Thursday, November 27th, 2008I was reading a book on advanced data structures over the past 2 days (and no, I have only managed to cover the first one and a half chapter). It has this neat idea bout shadow copies for dynamically allocated structures.

Let’s take an example of an array-based stack (based on vector or ArrayList, or even plain array). Normal dynamic allocation of a vector may be performed this way:

- Sstarts with a dynamically allocated array of certain size (might be 0, 1, a predefined number, or number passed in a constructor) and keep the size in the array_size variable;
- Keep in index variable that stores the position of the top of the element in the array;
- When array is filled (index equals array_size), reallocate the array to twice the size: now reallocate may take one of the two forms, if there is enough space to extend the array, it will simply extend it, otherwise it will reallocate a new array and copied the entire original arrays

Now this is a pretty typical method of dynamic allocation. If you took a look at linebuffer.c from GNU readline, it uses exactly the same simple algorithms.

### Shadow copying

What is the drawback of the method described above? Of course, that very costly copying of the array when the array needs to be reallocated (instead of extended). So the book advised of using the technique called shadow copy. It basically a technique where you keep two arrays. One of the size array_size, and another of size m times array_size. For the purpose of this post, let’s assume that m = 2.

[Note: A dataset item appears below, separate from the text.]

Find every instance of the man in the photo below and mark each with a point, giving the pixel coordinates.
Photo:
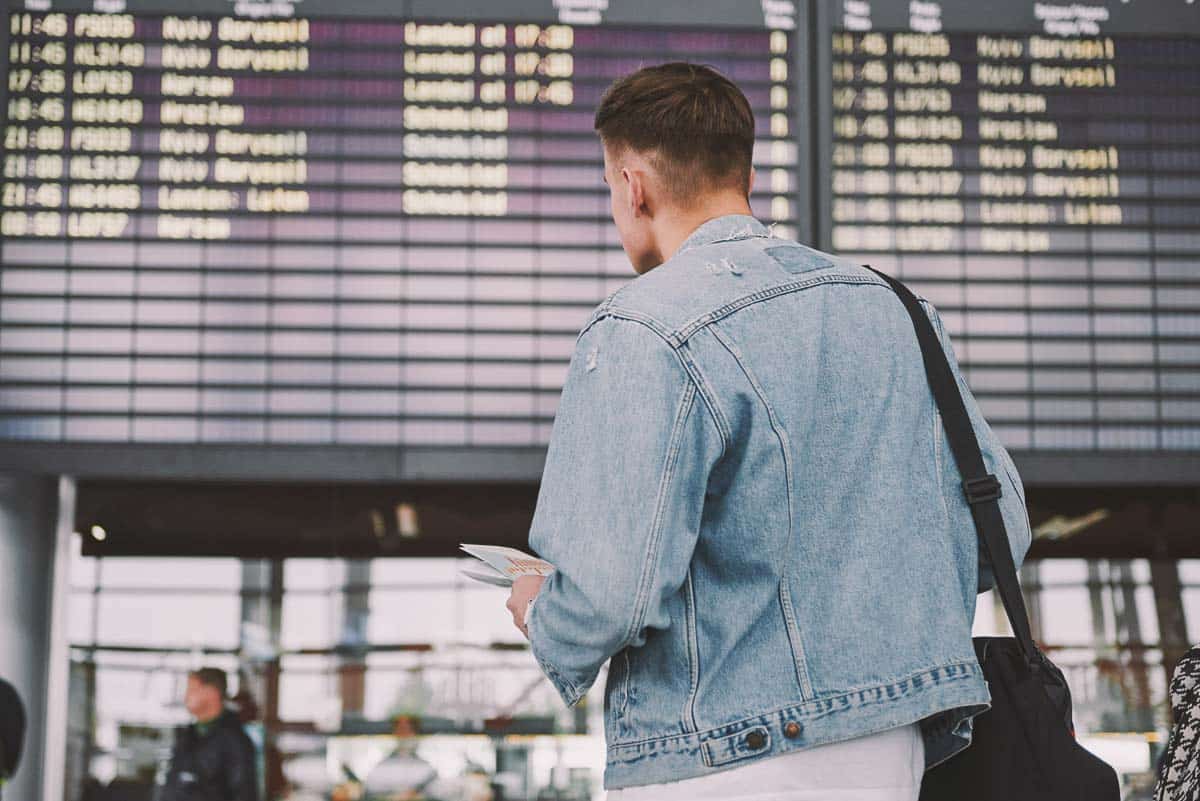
(213, 758)
(12, 732)
(748, 494)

With m = 2, as you’re filling the smaller array, you also copies 2 elements from the smaller array to the larger array. As the small array fills up, it will just in time copied every elements from the smaller array to the larger array. Rinse and repeat.

The reason why the copying will catch up is that it will always start copying from index 0 when the smaller array is half-filled: if you think about it, if you copies one element from the first half of the array and write the element you’re writing to both the smaller and larger array, it will finish copying the first-half of the array by the time the second-half is filled, while at the same time, the second-half is already copied by virtue of writing new element to both array.

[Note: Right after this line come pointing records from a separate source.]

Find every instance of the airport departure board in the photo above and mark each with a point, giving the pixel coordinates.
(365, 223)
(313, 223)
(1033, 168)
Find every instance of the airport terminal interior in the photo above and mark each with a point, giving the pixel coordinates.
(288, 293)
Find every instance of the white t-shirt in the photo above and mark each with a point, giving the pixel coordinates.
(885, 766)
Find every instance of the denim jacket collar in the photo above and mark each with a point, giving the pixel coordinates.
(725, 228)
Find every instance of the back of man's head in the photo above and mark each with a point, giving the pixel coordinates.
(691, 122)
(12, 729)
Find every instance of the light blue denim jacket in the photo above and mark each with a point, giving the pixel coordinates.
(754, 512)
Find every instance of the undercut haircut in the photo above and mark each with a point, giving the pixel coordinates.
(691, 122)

### Dynamic shadow copying

We return to this question again: what is the drawback of shadow copying? While the time taken for all operation will increase by at most a constant factor, the memory allocated to the array structure at any given time is always O((1+m)n) where n is array_size, a huge overhead. I kept asking myself, what should we do with this overhead? It’s huge, there must be something we can do about it. Moments later, I thought of one. I’m not claiming that this is the best use of such overhead, but surely it sounds interesting.

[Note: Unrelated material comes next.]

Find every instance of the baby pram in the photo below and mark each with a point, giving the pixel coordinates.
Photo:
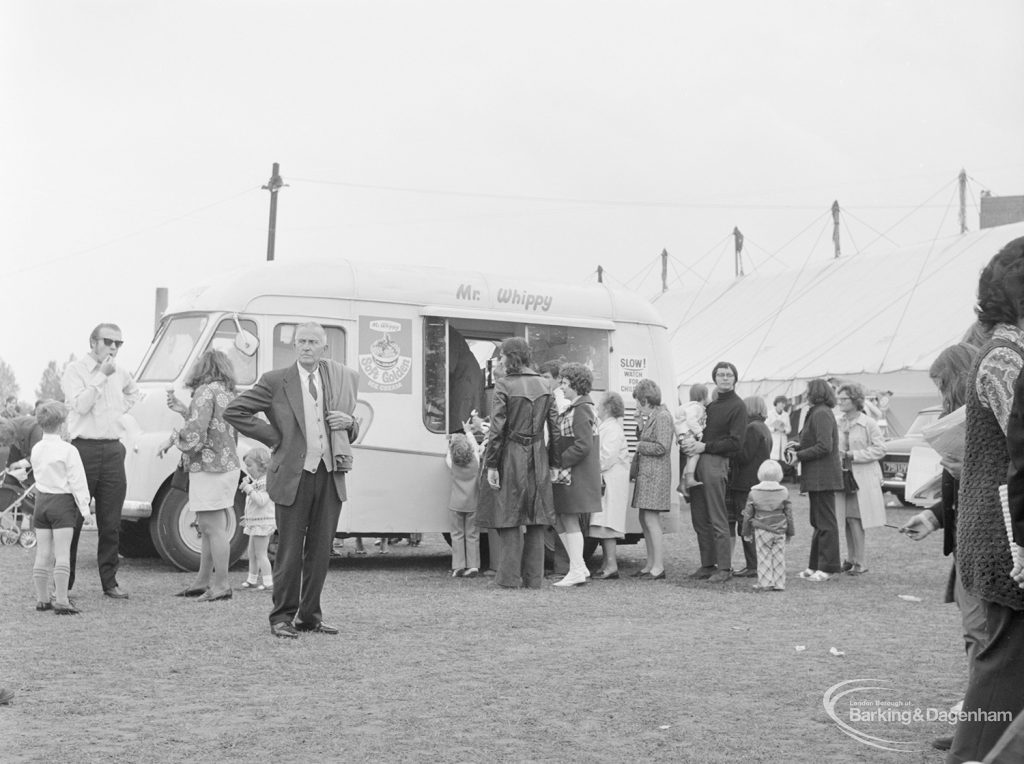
(18, 503)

For ease of explanation, let’s start with an example. We start with just 1 array of size 16. We will fill the array halfway (8 elements) and **attempt** to **extends** the array to size 32 (note: not reallocate). If it succeeds, we do nothing and end up with array of size 32. Let’s continue from here, we’ll start filling the size 32 array with another 8 elements, reaching half capacity again. We then try to extend the array to size 64. Let’s assume it fails to extend to size 64. This is when we allocate a shadow copy array of size 64 and perform shadow copying as we fill the size 32 array.

What this meant is that under best circumstance you only need O(mn) space overhead, with worst case of O((1+m)n). While this may sound like a small difference, when we’re dealing with array of considerable size, such difference can account for 33% savings (for m = 2)! (And very slight savings in the amortized time of a given operation.)

### Caveats

The idea is interesting. You may argue that for large array where this method may be most beneficial, array extension may be virtually impossible. That is a really valid point with the current memory structure. However, this method does not induce much more complexity than shadow copying and it is certainly worthwhile to reclaim as much memory as possible. Furthermore, with evolving virtual memory model, there might be a time where we can allocate arrays over non-contiguous memory space (a virtual machine model), making such extension a way better option (and shadow copies worthless).

Now, as a reminder, it’s worthy to point out that even in the naive reallocation (the first method mentioned above), the worst case allocation is still O((1+m)n) when the reallocation occurs. With certain optimization, shadow copies is no worse than naive reallocation in terms of avoiding out-of-memory problem. One such optimization would be to not allocate a shadow copy array when it is impossible (out of memory) and simply reallocate when the array is full (failover mechanism).

Shadow copying will pose a problem for other data structures/processes, which may run out of memory due to the presence of shadow copies. This will be a problem in a system where memory allocation may vary wildly.